Invocation of statute of limitations

The State invokes the limitation period because this concerns a civil procedure.

The State says the case is time-barred because it happened so long ago. In addition, there is no evidence of wrongful conduct. In particular, the role of the Child Protection Board was often discussed. 'At the time, the Child Protection Board acted in good faith', says state lawyer Mette van Asperen. She refers to the existing renunciation and adoption files as objective evidence.

Born under X, in search of identity

I give birth to myself through creation. (Amandine Gay)

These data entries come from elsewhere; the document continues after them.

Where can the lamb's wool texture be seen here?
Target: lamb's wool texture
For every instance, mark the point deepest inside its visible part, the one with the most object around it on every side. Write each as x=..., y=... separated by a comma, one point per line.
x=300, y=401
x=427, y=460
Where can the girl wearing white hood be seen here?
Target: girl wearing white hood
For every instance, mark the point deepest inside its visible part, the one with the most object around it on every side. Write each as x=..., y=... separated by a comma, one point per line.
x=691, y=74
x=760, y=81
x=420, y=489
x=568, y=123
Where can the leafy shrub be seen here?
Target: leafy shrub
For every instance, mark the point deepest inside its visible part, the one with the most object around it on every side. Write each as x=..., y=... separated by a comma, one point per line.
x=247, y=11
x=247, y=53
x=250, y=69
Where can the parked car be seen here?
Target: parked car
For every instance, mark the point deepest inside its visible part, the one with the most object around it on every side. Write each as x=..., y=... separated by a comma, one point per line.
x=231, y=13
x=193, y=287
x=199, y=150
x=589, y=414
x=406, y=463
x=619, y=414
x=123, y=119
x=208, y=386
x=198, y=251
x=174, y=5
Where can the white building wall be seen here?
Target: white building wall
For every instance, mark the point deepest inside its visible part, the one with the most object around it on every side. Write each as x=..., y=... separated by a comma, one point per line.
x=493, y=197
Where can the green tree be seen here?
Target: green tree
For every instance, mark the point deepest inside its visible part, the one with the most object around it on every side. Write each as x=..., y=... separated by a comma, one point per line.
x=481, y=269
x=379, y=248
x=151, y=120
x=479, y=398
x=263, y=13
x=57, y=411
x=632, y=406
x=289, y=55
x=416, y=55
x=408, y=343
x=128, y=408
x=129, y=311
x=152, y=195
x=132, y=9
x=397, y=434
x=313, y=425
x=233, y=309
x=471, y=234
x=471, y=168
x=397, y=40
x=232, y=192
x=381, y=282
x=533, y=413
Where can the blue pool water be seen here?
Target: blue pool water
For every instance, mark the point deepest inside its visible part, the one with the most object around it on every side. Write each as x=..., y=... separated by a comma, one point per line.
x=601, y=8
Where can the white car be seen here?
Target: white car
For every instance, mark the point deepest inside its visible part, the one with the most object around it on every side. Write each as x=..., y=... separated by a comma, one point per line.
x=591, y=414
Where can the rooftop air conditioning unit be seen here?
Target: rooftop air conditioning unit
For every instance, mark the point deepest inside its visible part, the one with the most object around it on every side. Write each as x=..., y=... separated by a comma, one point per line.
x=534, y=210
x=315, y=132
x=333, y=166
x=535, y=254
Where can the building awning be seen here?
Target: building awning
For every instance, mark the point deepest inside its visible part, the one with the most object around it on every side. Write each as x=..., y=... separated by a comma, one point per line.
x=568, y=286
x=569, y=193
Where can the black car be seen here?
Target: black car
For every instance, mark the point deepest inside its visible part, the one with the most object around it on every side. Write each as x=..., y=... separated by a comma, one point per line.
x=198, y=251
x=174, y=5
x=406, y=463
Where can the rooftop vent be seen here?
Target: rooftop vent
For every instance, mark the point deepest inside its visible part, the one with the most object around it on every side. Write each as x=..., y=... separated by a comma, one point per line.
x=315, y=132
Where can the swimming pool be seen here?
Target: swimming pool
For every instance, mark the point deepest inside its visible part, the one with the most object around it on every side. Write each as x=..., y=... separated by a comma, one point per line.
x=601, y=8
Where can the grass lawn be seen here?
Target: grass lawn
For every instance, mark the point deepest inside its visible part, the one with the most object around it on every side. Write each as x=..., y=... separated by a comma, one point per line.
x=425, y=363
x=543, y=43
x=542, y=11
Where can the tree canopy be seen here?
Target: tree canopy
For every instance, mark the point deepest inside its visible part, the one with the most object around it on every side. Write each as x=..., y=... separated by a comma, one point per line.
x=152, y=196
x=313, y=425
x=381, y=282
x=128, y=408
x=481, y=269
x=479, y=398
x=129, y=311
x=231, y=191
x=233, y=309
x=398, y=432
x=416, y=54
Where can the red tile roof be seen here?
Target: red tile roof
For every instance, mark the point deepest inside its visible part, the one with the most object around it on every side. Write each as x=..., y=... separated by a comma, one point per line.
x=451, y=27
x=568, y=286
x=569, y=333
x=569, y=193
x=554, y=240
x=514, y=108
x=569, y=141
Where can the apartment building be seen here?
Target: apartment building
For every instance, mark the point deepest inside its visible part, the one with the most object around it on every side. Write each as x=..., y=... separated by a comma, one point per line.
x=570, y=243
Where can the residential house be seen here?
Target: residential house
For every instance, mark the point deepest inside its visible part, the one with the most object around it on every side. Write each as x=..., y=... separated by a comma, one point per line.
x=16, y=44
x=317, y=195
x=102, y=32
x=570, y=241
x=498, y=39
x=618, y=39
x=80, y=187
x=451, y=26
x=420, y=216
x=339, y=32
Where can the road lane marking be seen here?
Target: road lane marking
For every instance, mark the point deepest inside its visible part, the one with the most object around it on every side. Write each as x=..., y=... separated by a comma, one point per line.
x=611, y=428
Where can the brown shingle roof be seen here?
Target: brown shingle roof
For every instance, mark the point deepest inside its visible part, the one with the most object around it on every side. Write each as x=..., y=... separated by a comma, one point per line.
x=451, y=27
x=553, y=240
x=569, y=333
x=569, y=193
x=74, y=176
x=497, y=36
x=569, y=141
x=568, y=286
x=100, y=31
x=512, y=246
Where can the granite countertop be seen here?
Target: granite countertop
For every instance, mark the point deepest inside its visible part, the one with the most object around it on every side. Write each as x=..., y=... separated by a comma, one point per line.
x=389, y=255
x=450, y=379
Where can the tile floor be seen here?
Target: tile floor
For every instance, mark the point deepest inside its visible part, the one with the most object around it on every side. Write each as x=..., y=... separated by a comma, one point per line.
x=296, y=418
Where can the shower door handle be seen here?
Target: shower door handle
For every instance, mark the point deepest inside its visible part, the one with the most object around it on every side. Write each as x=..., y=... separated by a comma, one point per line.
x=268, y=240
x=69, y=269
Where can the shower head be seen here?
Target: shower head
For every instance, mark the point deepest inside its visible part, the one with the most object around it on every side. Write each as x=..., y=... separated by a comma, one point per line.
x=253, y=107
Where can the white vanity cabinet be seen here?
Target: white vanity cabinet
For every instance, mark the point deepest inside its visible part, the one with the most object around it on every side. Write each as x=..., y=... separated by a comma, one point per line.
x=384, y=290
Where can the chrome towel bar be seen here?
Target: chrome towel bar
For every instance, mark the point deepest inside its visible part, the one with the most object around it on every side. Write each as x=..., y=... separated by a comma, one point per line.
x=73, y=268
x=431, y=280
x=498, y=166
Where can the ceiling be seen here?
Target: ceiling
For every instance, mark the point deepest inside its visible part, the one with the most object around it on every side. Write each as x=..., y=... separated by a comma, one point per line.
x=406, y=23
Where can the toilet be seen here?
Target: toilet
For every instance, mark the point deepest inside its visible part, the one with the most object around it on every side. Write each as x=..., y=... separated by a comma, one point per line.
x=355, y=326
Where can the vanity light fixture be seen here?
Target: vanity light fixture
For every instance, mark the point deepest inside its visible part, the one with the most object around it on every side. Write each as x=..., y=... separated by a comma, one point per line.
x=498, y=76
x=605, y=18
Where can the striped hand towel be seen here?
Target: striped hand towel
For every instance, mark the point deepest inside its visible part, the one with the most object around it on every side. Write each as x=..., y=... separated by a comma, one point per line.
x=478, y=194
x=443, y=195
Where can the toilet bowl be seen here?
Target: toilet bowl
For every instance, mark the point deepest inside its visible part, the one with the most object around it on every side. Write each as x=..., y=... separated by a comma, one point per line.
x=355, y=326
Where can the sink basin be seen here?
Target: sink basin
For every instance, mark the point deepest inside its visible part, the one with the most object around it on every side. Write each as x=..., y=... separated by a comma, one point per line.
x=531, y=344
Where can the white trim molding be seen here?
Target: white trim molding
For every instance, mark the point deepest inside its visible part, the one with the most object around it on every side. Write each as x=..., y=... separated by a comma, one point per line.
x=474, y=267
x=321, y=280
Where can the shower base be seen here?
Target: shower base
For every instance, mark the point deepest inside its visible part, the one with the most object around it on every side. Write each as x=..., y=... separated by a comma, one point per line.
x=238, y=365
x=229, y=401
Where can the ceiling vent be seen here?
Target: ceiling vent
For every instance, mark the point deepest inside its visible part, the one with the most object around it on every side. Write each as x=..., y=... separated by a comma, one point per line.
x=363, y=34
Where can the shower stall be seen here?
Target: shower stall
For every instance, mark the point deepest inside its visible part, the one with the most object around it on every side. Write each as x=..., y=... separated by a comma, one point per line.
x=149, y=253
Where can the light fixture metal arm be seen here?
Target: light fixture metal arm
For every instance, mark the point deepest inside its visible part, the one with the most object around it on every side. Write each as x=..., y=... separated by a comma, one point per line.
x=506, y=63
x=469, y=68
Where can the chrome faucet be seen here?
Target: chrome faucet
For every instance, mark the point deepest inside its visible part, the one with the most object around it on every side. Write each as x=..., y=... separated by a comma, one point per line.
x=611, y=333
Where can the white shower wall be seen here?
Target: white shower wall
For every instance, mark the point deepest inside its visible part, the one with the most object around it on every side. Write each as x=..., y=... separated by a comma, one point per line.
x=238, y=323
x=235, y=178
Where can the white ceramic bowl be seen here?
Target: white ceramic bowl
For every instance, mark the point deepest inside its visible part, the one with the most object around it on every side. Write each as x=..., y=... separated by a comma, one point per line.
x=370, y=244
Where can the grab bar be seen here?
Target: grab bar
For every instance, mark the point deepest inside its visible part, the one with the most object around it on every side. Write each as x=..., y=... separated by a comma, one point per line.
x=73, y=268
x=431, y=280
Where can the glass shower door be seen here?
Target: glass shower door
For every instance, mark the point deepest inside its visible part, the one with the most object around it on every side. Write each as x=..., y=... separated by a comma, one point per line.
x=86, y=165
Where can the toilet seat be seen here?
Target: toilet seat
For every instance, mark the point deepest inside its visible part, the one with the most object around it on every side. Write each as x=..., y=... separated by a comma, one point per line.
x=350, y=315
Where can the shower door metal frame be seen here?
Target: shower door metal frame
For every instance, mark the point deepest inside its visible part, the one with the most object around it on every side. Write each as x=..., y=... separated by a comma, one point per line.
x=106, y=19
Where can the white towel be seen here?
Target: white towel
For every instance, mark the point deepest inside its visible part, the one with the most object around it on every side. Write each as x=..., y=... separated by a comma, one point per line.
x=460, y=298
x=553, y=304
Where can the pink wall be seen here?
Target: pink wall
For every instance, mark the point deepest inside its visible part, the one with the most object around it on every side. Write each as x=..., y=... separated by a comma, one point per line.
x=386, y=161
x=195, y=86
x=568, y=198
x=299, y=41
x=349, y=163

Starting from an intimate testimony concerning her birth under X and her adoption, Amandine Gay draws the thread of a large, historical phenomenon with multiple challenges: transnational and transracial adoption. In A Chocolate Doll (La Découverte, 2021) , an essay crossed by Afro-feminist and decolonial theories, she addresses not only the historical context of international adoption but also its political context.

It is easier to get into political subjects that are sometimes very controversial by going first into the lived experience. (Amandine Gay)

Adoption cannot be considered a detailed subject over time. (Amandine Gay)

Looking back on her childhood and adolescence, Amandine Gay discusses the challenges that adoption poses to adopted people and their adopting families: dealing with uprooting, the search for identity that results from it, systemic racism and sometimes contradictory belonging. to two different communities.